[ Online Appendix ], First Draft: October 2018, This Version: August 2020
This paper studies the role of endogenous trade-credit linkages for the propagation of shocks in a multisector model where firms finance production using bank and trade credit. I build a model in which the adjustment in the volume and cost of trade credit introduces interdependent distortions and captures two counteracting mechanisms: (1) Firms smooth shocks by substituting bank and trade credit. (2) An increase in the cost of trade credit amplifies financial shocks by tightening the financing condition of customers. In a quantitative application of the model to the US economy during the 2008-2009 crisis, I simulate the model using financial shocks only and show that: (1) Trade-credit linkages generate large spillovers relative to an economy with bank finance only; (2) The smoothing mechanism was operative, though small; (3) Sectors extending relatively more trade credit to customers than their volume of bank loans are systemically important and generate large spillovers.
Work in Progress
Financial Frictions and Regional Comovement in the US.
An extensive literature has documented the evolution of comovement of economic activity across countries over time. The importance of bilateral trade as a driver of business cycle synchronization has been highlighted repeatedly. However, the failure of quantitative models to capture the comovement observed in trade data has been dubbed the “trade-comovement puzzle”. Against the back-drop of the quantitative importance of trade credit – the BIS estimates that two thirds of world trade is supported by inter-firm credit – I investigate the ability of an international multisector general equilibrium model with both trade and financial linkages within and across regions to generate comovement patterns and magnitudes as observed in the data.
Networked Forecasts: Theory and Evidence (with Vasco Carvalho)

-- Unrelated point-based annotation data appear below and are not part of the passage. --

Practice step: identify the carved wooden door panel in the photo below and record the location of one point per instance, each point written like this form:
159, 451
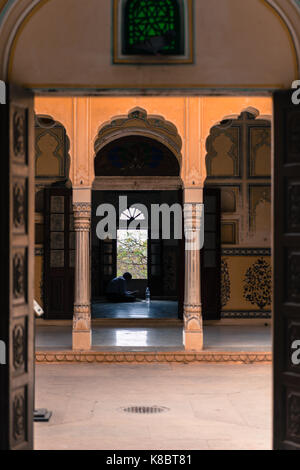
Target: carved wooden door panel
17, 257
59, 247
211, 256
286, 287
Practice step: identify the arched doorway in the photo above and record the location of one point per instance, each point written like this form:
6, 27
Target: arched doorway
54, 227
137, 175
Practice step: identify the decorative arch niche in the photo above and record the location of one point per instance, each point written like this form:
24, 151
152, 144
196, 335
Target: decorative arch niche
138, 145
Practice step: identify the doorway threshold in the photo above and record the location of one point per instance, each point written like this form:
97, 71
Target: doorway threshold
151, 357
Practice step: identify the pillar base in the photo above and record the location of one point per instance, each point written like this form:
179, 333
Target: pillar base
82, 340
193, 340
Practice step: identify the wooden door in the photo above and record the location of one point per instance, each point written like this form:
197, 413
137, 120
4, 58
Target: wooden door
59, 248
286, 265
17, 258
211, 256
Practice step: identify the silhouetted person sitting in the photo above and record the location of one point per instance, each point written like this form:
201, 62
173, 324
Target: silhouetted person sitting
117, 289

In this paper, we show that information on the structure of the production network of an economy can help to: (a) produce better forecasts of both sector-level and aggregate growth rates and, (b) quantify the influence of particular sectors on both disaggregate and aggregate forecasts. In the first part of this paper, we offer three theoretical contributions: We show that (1) a small number of key sectors drive the long-run forecasts of all production activities in the economy and (2) the short-run dynamics and persistence of disaggregate forecasts depend on a property of the network of links across production units. (3) We study how knowledge of the underlying network can lead to efficiency gains in aggregate forecasting. In the second part, we compare the aggregate predictive ability of multisector growth models to a set of econometric models and quantify the influence of particular sectors on both disaggregate and aggregate forecasts based on the theoretical results derived in this paper.